- 2 cups vegetable stock
- About a pound of small fresh tomatillos, or
- a 16 ounce can of crushed tomatillos
- 1 medium onion
- 1 clove of garlic
- 1 serrano chile, or more to taste
- 1 cup of fresh cilantro
- Your choice of squash, 2 medium. I use carnival and acorn squash.
- 1 cup unsalted pepitas (shelled pumkins seeds)
- About two tablespoons of vegetable oil
- Salt and white pepper to taste
- Toasted pumpkin seeds and chopped cilantro, to garnish
Cut the squash in half. Roast in a shallow pan with a little bit of vegetable oil in a hot 375 degree oven. The squash halves will be done when its easy to pierce them with a fork, usually about 30 to 40 minutes, depending on the size of the squash.
Boil the the tomatillos, the onion, the garlic and the serrano chile in a cup of vegetable stock. When the tomatillo mixture is very soft (about 10 minutes), set aside and let it cool.

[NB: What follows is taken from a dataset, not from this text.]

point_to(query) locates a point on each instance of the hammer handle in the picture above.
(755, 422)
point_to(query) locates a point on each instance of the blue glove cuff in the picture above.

Ground the pepitas in a blender until you obtain a fine powder. The finer the powder, the smoother your sauce will be. Make sure you don't add any liquid. Pulverizing the dry seeds makes the sauce delicate and nutty, adding liquid changes the flavor. Set aside for later.
Blend the tomatillo mixture and the fresh cilantro and another cup of the vegetable stock in a blender, until you have a smooth sauce, similar to "salsa verde". Transfer to a sauce pan and start cooking under low heat. Add the pumkin seed powder and stir often, add salt and white pepper to taste.
Correct the seasonings. Serve with white rice, warm corn tortillas or cornbread. Garnish with extra toasted pumpkin seeds and chopped cilantro.